Apple & Cash
Most of us thought we’d missed the boat when we saw the returns Forrest Gump made on his Apple stock in 1994. However, a $5,000 investment on the day of the movie’s release would today be worth approximately $1 million, more than a 200-times return. On August 2, 2018, Apple became the first US company to hit a $1 trillion market cap, and the tech giant isn’t slowing down. One integral part of the company’s record-setting growth is its access to huge cash reserves — the company currently holds more cash than the entire United Kingdom’s reserves and more than any other company. That cash has been Apple’s fuel for igniting growth through a combination of internal strategic measures: organic growth and mergers and acquisitions, also known as inorganic growth.
Inorganic Growth: Can't beat 'em? Beats 'em.
Inorganic growth is a strategy companies use to “buy growth” through mergers and/or acquisitions. Mergers and acquisitions can be a great strategy for companies which need to boost their performance or make dramatic shifts — sort of like reinventing their business models. While it sounds simple enough, study after study has shown that somewhere between 70% and 90% of mergers and acquisitions fail to meet expectations, because integrating two companies is like blending two huge families together … and you’ve got to let go of some of the kids. That’s not to suggest that mergers and acquisitions should be avoided, but rather that getting them right takes executives who are thoughtful, deliberate, and clear about their long-term vision.
Consider Tim Cook, the CEO of Apple. With such an impressive company savings account, he could acquire any multitude of companies — or entire industries for that matter. So far he hasn’t allowed the allure of deal-making to take priority over Apple’s impressive organic growth engine. Instead, Cook and team seem to be more interested in smaller, more-targeted acquisitions that naturally extend Apple’s organic growth. Case in point: iTunes’ music business took a nosedive in 2014 as streaming services like Pandora and Spotify rose in popularity. Apple was late to the dance party, and it recognized that slow and steady organic moves would likely leave it on the outside looking in.
After acquiring some music streaming services you’d probably never heard of, Apple still didn’t have a compelling streaming offering. Cook decided to dip into the company’s pockets to make its biggest acquisition to date, Beats by Dre for $3 billion. And sure, they got some slick headphones from the deal, but what the company really wanted was Beats’ two-month-old music-streaming platform, Beats Music. The acquisition stopped iTunes’ dive, and in less than a year, Beats Music became Apple Music. Apple was seven years late (and not invited) to Spotify’s party, but it only took three years for Apple to take away Spotify’s lead in the US and Japan.
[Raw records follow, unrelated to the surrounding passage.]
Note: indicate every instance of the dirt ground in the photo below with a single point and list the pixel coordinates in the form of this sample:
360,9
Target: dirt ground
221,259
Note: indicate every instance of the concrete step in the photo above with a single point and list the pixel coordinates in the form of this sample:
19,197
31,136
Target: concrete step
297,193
Time will tell who has the best moves, but many analysts are betting on Apple.
Organic Growth: iTunes to iPhones
Organic growth is the term used in business to describe internal company growth and not growth from mergers and/or acquisitions. When it comes to growing organically, Apple has gone from gold to platinum to diamond faster than anyone. In January 2001, Steve Jobs took the stage at MacWorld and introduced us to iTunes. “There is a music revolution happening right now,” he said. A week later BusinessWeek snubbed the application, concluding, “The MacWorld crowd wasn’t wowed … Apple has a problem.”
The BusinessWeek review made little mention of iTunes, but less than 10 months later, Apple would introduce the iPod and BusinessWeek’s tune would change. “It’s going to do for MP3 music what the original Palm Pilot did for handheld computing in the late ‘90s — that is, ignite demand like a match to dry twigs.” They were right: Apple wasn’t done. Three years after releasing iTunes, Apple unveiled the iTunes Music Store and sold one million digital songs in its first week of operation, totally shocking (and later upending) the music industry.
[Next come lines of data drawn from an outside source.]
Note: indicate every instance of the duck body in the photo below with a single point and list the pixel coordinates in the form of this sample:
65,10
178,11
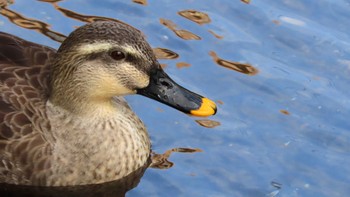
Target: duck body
63,120
32,154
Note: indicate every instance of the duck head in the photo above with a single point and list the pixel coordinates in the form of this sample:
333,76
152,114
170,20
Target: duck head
104,59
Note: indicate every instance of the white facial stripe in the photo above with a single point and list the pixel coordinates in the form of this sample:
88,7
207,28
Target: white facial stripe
106,46
94,47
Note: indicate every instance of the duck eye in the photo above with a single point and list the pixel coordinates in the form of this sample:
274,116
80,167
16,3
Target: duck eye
117,55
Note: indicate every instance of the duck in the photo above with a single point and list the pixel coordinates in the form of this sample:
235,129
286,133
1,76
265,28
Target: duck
63,118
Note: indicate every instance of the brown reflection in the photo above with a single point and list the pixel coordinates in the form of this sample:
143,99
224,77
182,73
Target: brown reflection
182,65
162,53
195,16
208,123
216,36
142,2
83,18
239,67
28,23
285,112
161,161
163,66
116,188
184,34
The lesson here isn’t that Apple produced a No. 1 hit, but that it used its success as a stepping stone to reach even greater heights. Between 2001 and 2007, it would introduce 14 different versions of the iPod and sell more than 120 million units. With all the cash Apple made from those iPods, it funded secret engineering projects such as the iPod phone, which would later morph into the iPhone and eventually give birth to the App Store, iPads, Apple Watch, a cultural revolution, and unprecedented growth. And oh, yeah … even more cash. It’s an organic growth story for the record books.
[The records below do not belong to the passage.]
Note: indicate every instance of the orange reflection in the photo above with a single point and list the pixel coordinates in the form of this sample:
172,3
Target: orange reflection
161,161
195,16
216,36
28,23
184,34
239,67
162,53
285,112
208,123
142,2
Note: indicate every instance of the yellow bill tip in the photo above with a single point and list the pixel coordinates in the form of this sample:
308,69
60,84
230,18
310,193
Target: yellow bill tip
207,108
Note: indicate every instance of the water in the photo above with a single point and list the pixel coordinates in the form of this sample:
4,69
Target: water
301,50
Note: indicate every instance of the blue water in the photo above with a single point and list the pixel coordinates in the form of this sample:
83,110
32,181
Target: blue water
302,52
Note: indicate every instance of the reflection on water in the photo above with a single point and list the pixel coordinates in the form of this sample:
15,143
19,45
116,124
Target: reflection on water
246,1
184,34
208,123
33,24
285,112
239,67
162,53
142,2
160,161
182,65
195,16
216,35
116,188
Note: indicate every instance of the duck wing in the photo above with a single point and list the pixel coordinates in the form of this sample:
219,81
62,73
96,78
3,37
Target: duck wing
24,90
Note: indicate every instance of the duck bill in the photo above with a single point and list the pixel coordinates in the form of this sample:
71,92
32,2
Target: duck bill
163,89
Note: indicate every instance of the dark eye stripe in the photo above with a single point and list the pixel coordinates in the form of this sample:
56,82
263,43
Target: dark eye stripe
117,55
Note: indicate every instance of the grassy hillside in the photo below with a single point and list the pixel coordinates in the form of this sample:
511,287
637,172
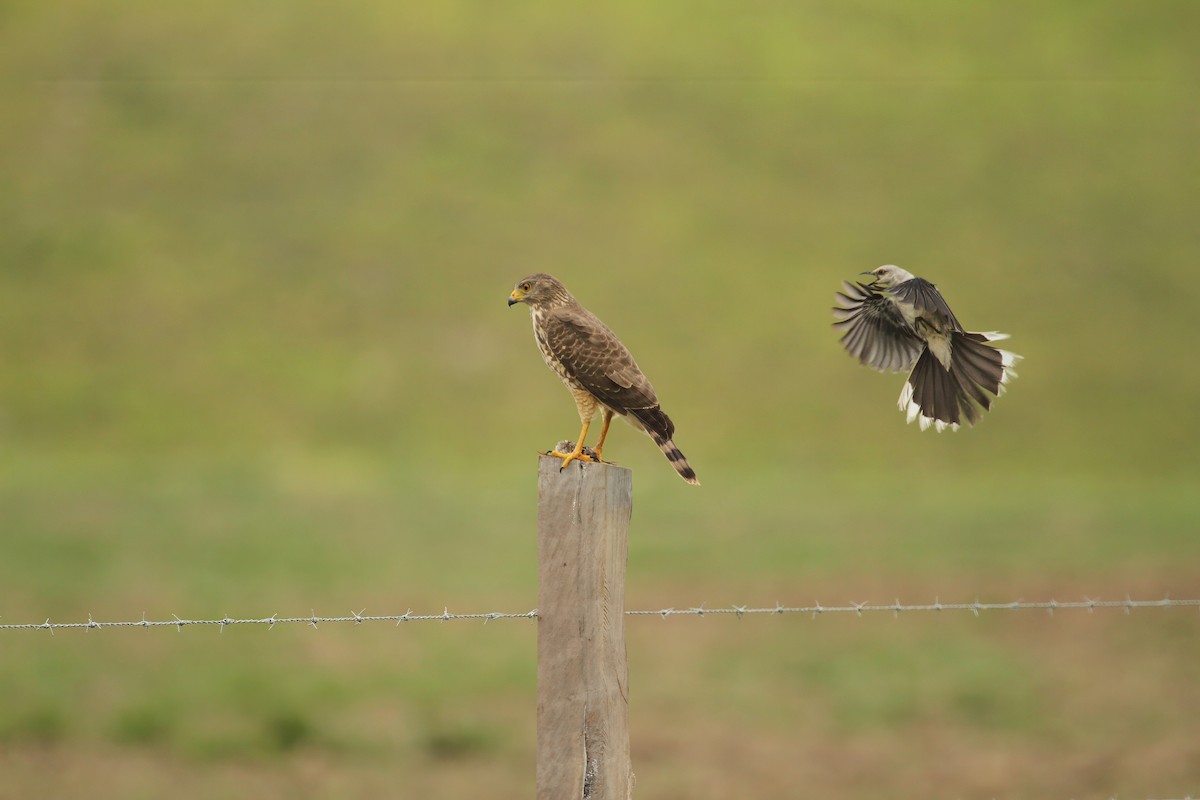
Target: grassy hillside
256,359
Apple, even after hitting $1 trillion in market cap, is planning to double its services revenues by 2020, and it’s using cash to make the investments it needs to do so. The tech giant’s ambition highlights a vital business reality: grow or die. If your company isn’t expanding product and service lines, cultivating new customers and markets, and attracting new capital (cash) for further growth, its competitors surely are, and they’ll either put your company out of business or acquire it. While not every business needs to grow at Apple’s rate, most can’t survive without constant change, something you need lots of cash for. Take a page from Apple’s book and use cash from today’s wins to finance tomorrow’s growth.